Make a list of the times when impatience has cost you. Consider your personal relationships, work, and finances. Impatience leads to poor decisions. Remind yourself of those times you’ve made your life more challenging by being impatient.
Remember always to refocus on your values. If you’re feeling impatient, it’s usually because of a conflict in values, which evoke a negative response. Perhaps the conflict is internal (within you), or perhaps its external (with another person or event). Remembering your core values and staying true to them will go much further than losing your patience. When you’re impatient, you’re working from a set of anti-values, and often the outcome will be less than gratifying.

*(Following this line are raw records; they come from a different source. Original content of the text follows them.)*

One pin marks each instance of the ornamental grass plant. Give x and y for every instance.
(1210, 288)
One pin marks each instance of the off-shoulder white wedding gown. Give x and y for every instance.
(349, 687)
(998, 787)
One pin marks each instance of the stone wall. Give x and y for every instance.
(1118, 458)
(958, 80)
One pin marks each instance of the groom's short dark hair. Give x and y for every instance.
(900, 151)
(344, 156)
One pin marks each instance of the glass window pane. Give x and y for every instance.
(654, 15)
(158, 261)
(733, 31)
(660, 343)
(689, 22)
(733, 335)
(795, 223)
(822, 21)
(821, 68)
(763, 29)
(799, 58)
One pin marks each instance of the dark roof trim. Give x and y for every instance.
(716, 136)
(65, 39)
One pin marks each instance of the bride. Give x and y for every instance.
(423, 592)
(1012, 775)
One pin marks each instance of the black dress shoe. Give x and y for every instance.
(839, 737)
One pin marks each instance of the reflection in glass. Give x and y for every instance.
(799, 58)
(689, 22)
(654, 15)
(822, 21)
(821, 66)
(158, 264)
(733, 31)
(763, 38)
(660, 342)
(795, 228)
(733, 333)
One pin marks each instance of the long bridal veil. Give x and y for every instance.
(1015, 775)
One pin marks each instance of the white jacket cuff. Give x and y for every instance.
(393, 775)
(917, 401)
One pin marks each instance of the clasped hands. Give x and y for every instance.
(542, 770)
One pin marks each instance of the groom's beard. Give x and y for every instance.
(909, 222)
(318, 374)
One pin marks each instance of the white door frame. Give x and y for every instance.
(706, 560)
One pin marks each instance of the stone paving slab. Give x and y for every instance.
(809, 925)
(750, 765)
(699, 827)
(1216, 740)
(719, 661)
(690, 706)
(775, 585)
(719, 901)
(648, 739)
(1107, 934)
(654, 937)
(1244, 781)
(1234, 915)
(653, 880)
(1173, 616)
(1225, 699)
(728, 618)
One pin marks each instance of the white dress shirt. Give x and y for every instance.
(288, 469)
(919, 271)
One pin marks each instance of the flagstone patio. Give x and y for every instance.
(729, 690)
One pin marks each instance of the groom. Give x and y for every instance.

It’s possible for anyone to develop patience. Follow these steps:
1. Set short goals. For example, attempt to spend the next hour being the most patient person you’ve ever known. Avoid letting anything bother you during this period of time. Extend the time as you’re able.
2. Pause before everything you say and do. Do you want to get off the couch and raid the refrigerator? Make yourself wait 15 minutes. Are you ready to interrupt a conversation to make yourself heard? Wait until the conversation has concluded before speaking. Slow down and practice patience at every opportunity. The average day will provide plenty of practice!
3. Determine when you’re least patient. When do you find yourself unable to control yourself as well as you’d like? Focus your attention on these trouble spots. Aim for slow, steady progress. Avoid expecting perfection or making too many demands on yourself. Slow and steady wins the race.
4. Notice your thoughts when you’re impatient. What do you think about when you’re feeling impatient? Notice your thoughts and change them. You can choose to think about anything you’d like, so think about something that encourages you to be patient.
Patience is a character trait worthy of cultivation. Many confuse patience with weakness or passivity. But patience is an intelligent reaction to a situation that’s outside the realm of control. Impatience can be unhealthy, create additional challenges, and make you (and everyone else) miserable in the process. Which do you choose?